In-finitionsprozesse bezeichnen eine gedankliche Figur des Unendlichen im Endlichen, Während es im Deutschen scheint, als liefe die Denkoperation von der Endlichkeit zur Unendlichkeit oder umgekehrt im Sinn einer Negation, stellt sich das Problem bei näherem Zusehen in den romanischen und in der englischen Sprachen komplexer dar. ‚Unendlichkeit‘ heißt im Lateinischen ‚infinitas‘, ‚der/das Unendliche‘ im Französischen ‚l’infini‘, im Englischen ‚the Infinite‘. Emmanuel Levinas hat in seinem Beitrag Gott und die Philosophie auf die Ambiguität dieses Ausdrucks aufmerksam gemacht, die sich auf anderer Ebene auch in der Ununterscheidbarkeit der Genera abbildet. Die Ambiguität besteht darin, dass das Präfix ‚in-‘ sowohl als Negationspartikel im Sinn des griechischen alpha privativum als auch im Sinn einer Präposition der Bewegung (in … hinein) verstanden werden kann. Emmanuel Levinas gibt zu bedenken, dass dann „der Psychismus der Subjektivität der Negation des Endlichen durch das Unendliche entspräche, als ob – ohne mit Worten spielen zu wollen – das Un [le in] des Unendlichen [Infini] zugleich das Nicht [le non] und das In [le dans] bedeutete.“ (Levinas)

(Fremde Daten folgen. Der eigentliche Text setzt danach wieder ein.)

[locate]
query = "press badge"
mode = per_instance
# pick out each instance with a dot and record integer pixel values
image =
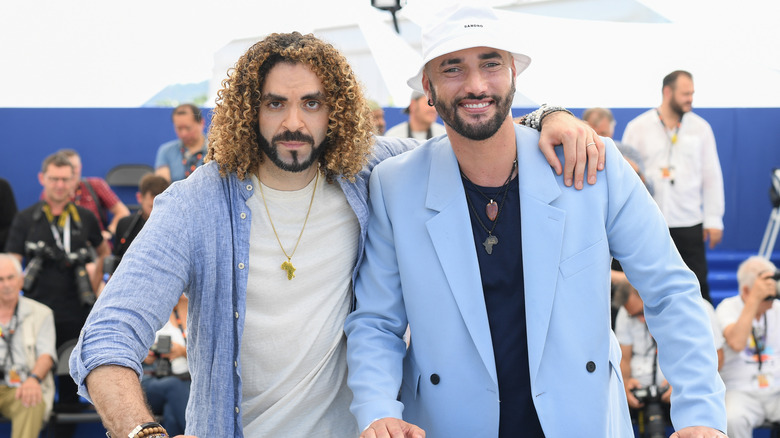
(763, 380)
(15, 376)
(667, 173)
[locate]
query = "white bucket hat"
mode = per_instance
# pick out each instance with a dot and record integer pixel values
(461, 27)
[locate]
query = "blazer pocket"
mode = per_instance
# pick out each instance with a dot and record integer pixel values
(581, 260)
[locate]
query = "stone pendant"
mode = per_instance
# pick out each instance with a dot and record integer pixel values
(491, 209)
(489, 242)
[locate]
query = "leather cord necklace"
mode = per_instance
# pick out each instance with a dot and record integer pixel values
(287, 266)
(492, 209)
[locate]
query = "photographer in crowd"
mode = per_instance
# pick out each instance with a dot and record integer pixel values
(128, 227)
(647, 391)
(166, 380)
(27, 329)
(59, 241)
(751, 368)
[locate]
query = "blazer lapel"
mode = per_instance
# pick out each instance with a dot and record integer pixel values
(542, 235)
(450, 232)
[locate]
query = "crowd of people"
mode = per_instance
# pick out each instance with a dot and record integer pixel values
(313, 308)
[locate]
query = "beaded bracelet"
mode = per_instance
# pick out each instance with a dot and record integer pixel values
(146, 430)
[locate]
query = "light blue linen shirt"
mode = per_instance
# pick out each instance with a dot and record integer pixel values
(197, 242)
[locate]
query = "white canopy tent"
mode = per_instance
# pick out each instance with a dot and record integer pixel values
(614, 55)
(92, 53)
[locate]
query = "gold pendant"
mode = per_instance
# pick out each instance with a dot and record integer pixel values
(287, 266)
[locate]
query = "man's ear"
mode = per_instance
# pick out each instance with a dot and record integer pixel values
(426, 85)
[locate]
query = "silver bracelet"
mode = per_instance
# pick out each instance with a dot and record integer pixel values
(549, 110)
(534, 119)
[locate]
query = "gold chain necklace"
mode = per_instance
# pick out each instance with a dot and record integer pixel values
(287, 266)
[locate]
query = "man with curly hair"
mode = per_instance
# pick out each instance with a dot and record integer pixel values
(269, 275)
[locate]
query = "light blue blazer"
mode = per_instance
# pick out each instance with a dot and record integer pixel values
(420, 268)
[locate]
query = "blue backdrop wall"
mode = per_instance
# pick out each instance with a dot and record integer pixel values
(748, 145)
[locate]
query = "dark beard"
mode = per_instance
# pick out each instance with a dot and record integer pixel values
(479, 132)
(676, 107)
(272, 152)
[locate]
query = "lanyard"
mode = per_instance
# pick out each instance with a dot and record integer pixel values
(672, 138)
(62, 240)
(760, 345)
(8, 338)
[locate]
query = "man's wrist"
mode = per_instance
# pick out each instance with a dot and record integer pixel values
(535, 118)
(36, 377)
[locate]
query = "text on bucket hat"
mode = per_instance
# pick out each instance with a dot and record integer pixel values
(461, 27)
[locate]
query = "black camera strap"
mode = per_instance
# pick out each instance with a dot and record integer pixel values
(63, 222)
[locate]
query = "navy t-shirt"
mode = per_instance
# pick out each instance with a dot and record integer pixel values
(502, 283)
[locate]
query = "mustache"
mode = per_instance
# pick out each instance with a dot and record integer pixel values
(473, 96)
(293, 136)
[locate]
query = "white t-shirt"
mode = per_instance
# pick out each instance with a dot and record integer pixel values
(293, 350)
(178, 365)
(693, 192)
(740, 368)
(631, 331)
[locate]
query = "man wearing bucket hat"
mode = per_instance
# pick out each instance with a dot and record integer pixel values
(502, 275)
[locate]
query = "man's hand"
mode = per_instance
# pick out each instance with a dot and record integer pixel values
(29, 393)
(578, 140)
(630, 384)
(714, 235)
(698, 432)
(392, 428)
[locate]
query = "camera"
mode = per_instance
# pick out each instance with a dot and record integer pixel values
(77, 262)
(38, 253)
(162, 365)
(110, 263)
(654, 423)
(776, 277)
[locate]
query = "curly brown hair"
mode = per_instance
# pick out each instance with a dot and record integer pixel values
(234, 127)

Die Arbeitshypothese besteht darin, dass die genannte Idee des Unendlichen im Endlichen, die für auf René Descartes gründende moderne Subjektivitästheorien zentral ist, sich jüdischer Inspiration verdankt und für die christliche Theologie von eminenter Bedeutung ist. Zu untersuchen ist, inwiefern auch die für die Moderne grundlegenden Menschenrechte auf diese eingeborene und unveräußerliche Idee gründen. Gleichzeitig ist die Annahme eines Unendlichen im Endlichen – anders gesagt: einer Unbedingtheit im Bedingten – hoch kontrovers diskutiert. Nicht nur die Naturrechtslehre, die in der katholischen Theologie lange Zeit eine theoretische Begründungsfunktion übernommen hat, ist heute fraglicher denn je. Überhaupt erscheint die Annahme einer letztverbindlichen Rede höchst unplausibel. Umso wichtiger ist dann aber der Diskurs über Prozesse der Inifnition, des Infiniten im Finiten, um einem hermetischen Determinismus zu wehren.